Als Vater auserzählt hatte, gings an schwarzen, in Weidenbüschen vergrabenen Gruben und Lachen vorüber vom Berg hinunter, dem Dorfe zu. Wir kamen in runder Biegung um einen unbebauten Platz. Unter Eichen wogten zwischen Steinklötzen lange, gelbgrüne, harte Grashalme im Morgenwind, und Ziegenböcke, langbeinige, schwarzbunte Tiere, wüste Bärte am Kinn, kauende, kletternde, mit listigen Augen nach dem Wagen schauende Kobolde grasten sie ab.

Der ›Rattensteert‹ von Vaters Peitsche winkte heimlich hinüber. Gesprochen wurde nichts. Wir wußten: da war es gewesen. Ein Druck band die Gemüter; halb war es Andacht, halb Grauen, und noch lag es auf unsrer Gesellschaft, als die Hufe der Pferde das Steinpflaster des Dorfes schlugen.

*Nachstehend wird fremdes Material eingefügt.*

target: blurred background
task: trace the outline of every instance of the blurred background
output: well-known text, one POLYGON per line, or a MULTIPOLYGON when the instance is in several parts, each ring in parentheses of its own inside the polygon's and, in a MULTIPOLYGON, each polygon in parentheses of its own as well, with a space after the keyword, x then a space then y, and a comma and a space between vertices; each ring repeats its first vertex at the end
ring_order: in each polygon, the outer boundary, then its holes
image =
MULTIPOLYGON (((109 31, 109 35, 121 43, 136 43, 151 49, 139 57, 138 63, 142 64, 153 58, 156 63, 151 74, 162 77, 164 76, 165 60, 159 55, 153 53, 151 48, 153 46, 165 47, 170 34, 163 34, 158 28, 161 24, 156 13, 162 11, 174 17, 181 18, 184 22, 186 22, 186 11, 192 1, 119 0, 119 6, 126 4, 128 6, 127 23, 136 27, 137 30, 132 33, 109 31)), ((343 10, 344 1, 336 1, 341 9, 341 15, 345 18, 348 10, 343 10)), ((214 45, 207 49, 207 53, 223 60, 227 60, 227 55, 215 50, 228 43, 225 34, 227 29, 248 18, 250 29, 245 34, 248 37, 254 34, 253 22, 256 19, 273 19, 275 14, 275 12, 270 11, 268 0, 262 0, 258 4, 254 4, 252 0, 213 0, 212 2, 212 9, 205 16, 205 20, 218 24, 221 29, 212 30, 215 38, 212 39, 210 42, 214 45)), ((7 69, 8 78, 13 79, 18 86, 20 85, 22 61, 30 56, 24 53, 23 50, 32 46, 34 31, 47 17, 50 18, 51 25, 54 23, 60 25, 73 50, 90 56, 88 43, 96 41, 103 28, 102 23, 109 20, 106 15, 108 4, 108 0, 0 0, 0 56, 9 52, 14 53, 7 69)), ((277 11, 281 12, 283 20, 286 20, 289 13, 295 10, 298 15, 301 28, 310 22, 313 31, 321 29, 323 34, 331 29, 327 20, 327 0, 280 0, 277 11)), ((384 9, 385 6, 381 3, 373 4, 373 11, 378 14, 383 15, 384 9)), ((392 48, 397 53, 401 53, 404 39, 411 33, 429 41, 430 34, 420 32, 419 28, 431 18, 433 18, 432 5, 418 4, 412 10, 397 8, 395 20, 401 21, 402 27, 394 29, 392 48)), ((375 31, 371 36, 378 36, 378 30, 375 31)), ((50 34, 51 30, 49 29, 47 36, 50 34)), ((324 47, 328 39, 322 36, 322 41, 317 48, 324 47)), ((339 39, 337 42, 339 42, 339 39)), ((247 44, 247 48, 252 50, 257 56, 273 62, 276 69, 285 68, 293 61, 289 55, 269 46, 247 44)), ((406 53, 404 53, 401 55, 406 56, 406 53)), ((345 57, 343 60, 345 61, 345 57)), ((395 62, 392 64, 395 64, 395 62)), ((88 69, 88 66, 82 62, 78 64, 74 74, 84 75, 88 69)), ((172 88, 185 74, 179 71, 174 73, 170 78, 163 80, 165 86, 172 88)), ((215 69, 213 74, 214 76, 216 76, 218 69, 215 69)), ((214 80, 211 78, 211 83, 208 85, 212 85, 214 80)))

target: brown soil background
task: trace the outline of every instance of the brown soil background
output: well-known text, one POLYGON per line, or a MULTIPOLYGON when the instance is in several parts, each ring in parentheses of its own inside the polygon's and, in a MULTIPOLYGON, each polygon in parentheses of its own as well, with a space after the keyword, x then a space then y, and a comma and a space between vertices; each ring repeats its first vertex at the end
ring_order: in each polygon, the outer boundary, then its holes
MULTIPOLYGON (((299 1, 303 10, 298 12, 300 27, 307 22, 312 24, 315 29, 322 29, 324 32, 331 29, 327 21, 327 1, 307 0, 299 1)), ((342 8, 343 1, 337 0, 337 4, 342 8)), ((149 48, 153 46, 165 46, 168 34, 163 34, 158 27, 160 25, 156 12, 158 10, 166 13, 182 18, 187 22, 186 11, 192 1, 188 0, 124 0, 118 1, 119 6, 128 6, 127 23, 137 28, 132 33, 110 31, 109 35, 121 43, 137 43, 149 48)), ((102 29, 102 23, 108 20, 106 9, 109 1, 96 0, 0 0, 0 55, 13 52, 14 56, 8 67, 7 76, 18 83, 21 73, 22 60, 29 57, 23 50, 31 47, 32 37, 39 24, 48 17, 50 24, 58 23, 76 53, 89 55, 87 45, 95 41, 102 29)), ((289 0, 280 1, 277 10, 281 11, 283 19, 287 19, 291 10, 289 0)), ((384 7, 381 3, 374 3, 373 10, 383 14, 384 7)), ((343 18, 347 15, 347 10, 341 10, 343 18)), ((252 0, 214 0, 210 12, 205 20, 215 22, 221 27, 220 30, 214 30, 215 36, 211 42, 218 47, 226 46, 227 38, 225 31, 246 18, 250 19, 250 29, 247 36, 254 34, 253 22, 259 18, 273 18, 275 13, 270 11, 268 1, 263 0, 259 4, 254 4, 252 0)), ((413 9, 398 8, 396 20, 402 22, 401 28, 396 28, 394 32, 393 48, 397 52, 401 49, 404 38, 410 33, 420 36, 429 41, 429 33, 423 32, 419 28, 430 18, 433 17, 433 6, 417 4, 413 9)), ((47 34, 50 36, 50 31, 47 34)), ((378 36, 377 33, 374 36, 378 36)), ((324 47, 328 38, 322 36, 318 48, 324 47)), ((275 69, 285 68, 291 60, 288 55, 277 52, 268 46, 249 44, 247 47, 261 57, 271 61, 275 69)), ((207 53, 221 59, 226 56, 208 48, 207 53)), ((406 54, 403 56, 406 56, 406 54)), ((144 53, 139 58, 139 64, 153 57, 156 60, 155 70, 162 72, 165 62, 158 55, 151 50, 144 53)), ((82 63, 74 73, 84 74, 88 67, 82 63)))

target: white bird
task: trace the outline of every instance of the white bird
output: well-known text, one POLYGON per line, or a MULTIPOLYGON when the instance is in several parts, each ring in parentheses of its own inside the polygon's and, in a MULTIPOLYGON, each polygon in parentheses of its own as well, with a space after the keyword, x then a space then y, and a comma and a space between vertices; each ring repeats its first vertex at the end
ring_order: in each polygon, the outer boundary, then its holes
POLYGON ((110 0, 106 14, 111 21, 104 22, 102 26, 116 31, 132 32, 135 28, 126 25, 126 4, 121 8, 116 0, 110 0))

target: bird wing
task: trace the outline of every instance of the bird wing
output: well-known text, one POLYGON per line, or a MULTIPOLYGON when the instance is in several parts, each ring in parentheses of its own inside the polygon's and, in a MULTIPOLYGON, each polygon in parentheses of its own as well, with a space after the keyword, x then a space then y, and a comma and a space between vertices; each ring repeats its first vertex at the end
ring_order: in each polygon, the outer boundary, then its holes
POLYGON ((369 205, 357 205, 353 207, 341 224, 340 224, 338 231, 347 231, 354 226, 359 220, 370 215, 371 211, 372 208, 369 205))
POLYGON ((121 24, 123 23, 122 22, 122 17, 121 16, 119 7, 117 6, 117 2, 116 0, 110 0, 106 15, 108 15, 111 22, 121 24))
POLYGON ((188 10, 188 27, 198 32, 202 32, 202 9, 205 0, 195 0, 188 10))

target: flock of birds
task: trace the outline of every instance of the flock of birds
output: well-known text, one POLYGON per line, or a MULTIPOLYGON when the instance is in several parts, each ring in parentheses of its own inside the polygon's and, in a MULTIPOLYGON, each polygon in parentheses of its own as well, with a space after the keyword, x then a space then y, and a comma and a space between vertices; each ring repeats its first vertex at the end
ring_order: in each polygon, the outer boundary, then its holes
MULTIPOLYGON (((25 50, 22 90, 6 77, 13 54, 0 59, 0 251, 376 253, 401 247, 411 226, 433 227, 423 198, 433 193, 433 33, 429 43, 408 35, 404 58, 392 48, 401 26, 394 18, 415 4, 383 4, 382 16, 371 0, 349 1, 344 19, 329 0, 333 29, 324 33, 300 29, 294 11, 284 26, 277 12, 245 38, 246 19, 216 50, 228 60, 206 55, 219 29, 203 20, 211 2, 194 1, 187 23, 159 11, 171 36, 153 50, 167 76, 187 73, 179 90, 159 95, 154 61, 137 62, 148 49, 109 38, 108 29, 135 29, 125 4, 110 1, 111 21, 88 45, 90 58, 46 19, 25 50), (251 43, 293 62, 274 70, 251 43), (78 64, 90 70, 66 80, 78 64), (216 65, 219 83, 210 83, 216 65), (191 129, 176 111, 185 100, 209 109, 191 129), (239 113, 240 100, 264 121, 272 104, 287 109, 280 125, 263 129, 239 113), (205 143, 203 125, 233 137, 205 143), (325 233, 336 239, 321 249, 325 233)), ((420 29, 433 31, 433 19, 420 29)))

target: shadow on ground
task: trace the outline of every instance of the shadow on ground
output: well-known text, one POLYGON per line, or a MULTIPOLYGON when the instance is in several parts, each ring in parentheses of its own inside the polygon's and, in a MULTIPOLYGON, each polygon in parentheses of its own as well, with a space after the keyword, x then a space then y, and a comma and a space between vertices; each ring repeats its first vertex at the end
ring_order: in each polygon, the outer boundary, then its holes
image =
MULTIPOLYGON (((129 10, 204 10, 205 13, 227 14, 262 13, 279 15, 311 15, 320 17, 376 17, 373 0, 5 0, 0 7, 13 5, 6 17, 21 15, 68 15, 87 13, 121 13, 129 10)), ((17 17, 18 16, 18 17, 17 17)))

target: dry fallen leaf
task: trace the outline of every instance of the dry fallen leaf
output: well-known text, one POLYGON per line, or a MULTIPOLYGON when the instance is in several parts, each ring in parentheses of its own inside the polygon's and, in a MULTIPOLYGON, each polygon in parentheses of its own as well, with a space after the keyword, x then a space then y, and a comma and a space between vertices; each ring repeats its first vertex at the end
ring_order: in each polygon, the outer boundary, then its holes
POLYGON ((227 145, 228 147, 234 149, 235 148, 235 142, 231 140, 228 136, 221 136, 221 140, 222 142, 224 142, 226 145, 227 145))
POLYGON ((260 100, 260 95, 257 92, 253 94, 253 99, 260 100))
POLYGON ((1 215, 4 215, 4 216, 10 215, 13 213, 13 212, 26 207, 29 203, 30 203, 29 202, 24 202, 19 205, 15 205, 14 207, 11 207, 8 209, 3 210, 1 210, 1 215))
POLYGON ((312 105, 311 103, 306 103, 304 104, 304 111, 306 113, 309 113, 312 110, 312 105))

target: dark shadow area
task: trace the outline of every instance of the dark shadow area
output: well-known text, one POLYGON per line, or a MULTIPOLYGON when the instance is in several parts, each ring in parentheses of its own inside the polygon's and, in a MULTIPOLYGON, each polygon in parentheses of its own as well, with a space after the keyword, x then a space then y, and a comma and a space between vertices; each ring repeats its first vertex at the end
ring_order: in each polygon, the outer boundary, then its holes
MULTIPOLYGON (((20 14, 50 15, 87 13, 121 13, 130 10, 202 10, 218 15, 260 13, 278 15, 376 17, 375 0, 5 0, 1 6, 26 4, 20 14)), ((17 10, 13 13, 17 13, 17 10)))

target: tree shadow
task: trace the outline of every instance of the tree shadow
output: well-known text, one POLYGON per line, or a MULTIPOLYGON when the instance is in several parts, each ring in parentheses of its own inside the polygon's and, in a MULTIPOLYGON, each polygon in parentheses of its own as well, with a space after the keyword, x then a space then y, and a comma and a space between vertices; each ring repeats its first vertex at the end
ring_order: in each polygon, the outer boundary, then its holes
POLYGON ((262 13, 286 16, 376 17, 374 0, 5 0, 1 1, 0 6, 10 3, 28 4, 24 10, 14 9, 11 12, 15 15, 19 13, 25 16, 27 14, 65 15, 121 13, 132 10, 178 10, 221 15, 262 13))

Aber als der Knecht des Gasthofs, als Johann sichtbar wurde, da verschwand es. Johann lachte immer über das ganze Gesicht, und Johann lachte auch heute. Er hatte immer eine blaue Futterschürze mit Bändern aus Messingketten um und warf einen Besen in die Ecke, oder stellte rasch einen Eimer weg, wenn wir in das Dielentor einbogen. Johann rief immer und auch heute lachend:»Godn Morgn«, und den schwitzenden Pferden die Stränge zu lösen, machte ihm unsagbares Vergnügen.

Auf der Galgenwiese unter der Eiche, wo die Mutter den Ausgestoßenen, wo sie ihren Sohn in die Arme genommen hat, steht ein Granitstein. Das Schwert der Gerechtigkeit ist darauf eingemeißelt.

In des Baumes Krone aber wohnt das Rauschen der Liebe.